Full Text of the Excerpt

Jim Leloudis: What other type things did people do? Did the women or men have any clubs?
EDNA YANDELL HARGETT:
No, they had quilting bees. Women would meet at one another's house and help quilt out a quilt. Now I couldn't quilt. My stepmother could. I never did learn to do that. I went to a farm gathering. When they'd gather the crops, they had a. . . . I don't know just what the name of it is, but anyway, the farmers all gathered there when their crops was gathered, and they had these big, black wash pots, and they cooked chicken in there. A cornhusking is what it was. You'd go there to husk the corn. Every time you'd find a red ear, you'd get to kiss a girl. Jim Leloudis: [Laughter]
EDNA YANDELL HARGETT:
Most of them was white ears or yellow ears, but when you found a red ear, you'd get to kiss a girl. So after we got most of the corn shucked and it got late as we was wanting to stay, we'd go in and eat and then we'd go on home. But I never did get to go to but two of the cornshuckings. Jim Leloudis: Was that when you were a child or after you had married?
EDNA YANDELL HARGETT:
That was when I was a child. Jim Leloudis: People in the mill village would go to somebody's farm for some of those things?
EDNA YANDELL HARGETT:
Yes. Jim Leloudis: Did people travel back and forth between the village and the farm pretty frequently?
EDNA YANDELL HARGETT:
Yes, and we had trolley cars then. It wasn't streetcars; it was trolley cars then. And you could ride for seven cents and go from town over to Louise and back over here. We've still got the track down here yet where we came back and forth here. People travelled. On Sunday evening is mostly when we did our visiting with people. When you'd go spend a day with people, they'd fix you up a nice meal. You don't hear of people spending a day with people any more like they used to then.
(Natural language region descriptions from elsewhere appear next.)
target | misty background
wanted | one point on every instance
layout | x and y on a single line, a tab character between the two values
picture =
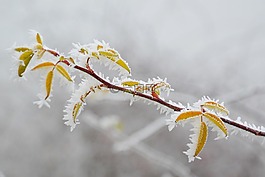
204	47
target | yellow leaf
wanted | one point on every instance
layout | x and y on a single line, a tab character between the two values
123	65
71	60
25	57
83	51
49	83
130	83
99	47
38	38
43	65
202	138
63	72
21	49
217	121
107	54
76	109
188	114
215	106
94	54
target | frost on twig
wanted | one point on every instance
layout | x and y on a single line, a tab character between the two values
51	65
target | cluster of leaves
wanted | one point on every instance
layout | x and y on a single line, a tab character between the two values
203	113
51	64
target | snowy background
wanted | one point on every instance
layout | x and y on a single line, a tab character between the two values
209	47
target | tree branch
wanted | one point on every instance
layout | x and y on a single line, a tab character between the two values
162	102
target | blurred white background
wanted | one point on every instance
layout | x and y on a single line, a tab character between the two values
209	47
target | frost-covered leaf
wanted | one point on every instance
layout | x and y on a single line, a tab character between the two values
25	58
21	49
201	138
188	114
63	72
198	139
216	121
49	79
39	38
43	65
I know when I moved from Louise over here, several of my neighbors from over there wanted me to come and spend a day with them, and sometime on Sundays the whole family would go and spend a day, and maybe two or three Sundays later they'd come and spend a day with us. Jim Leloudis: Was that relatives whose farm you would visit?
EDNA YANDELL HARGETT:
No, it wasn't relatives. It was just in the community where they would invite us to come down to it, because they wanted to get their corn shucked. And there'd be some dancing around then; there'd be fiddle picking and all. But I never got to go to but just two of those, but that's what the farm girls looked forward to. Jim Leloudis: Did the mill ever have homemaking classes for you to teach you to cook or to can?
EDNA YANDELL HARGETT:
Yes, the Chadwick-Hoskins did. I never did find one of those at Highland Park, but Chadwick-Hoskins did at Calvine when I worked there. They had one of the little three-room houses left for our clubhouse, and they had a home economy woman come down and teach us how to do these things, and we really enjoyed that. She'd teach us how to cook and to make clothing and little crafts that she knew back then. Jim Leloudis: Did you go to many of those?
EDNA YANDELL HARGETT:
Yes, I went to those regular. Jim Leloudis: Did they have anybody doing any other type of. . . . I've read a lot of accounts of welfare workers in the mill village.
EDNA YANDELL HARGETT:
I never heard of a welfare worker when I worked in the mill. Jim Leloudis: Did they have people that did other things besides run the homemaking classes, people who would maybe visit your home and help you take care of the child?
EDNA YANDELL HARGETT:
No, I never heard of that. Jim Leloudis: Did they ever run any night schools?
EDNA YANDELL HARGETT:
Not that I recall then, they didn't. Jim Leloudis: Why do you think they held those homemaking classes? What were they trying to teach you, do you think?
EDNA YANDELL HARGETT:
They was trying to teach us women, I think, to be more self-sufficient, because we had to work in the mill and then do our home work, too. And we couldn't take courses to learn these different things, and they came in there. And whenever a woman got pregnant, we'd always shower her, and that was a big occasion; you'd get to go to a shower. And anybody married, we'd give them a shower, you see, and that was another big occasion to go and carry a gift. But that's just about all the activities we had.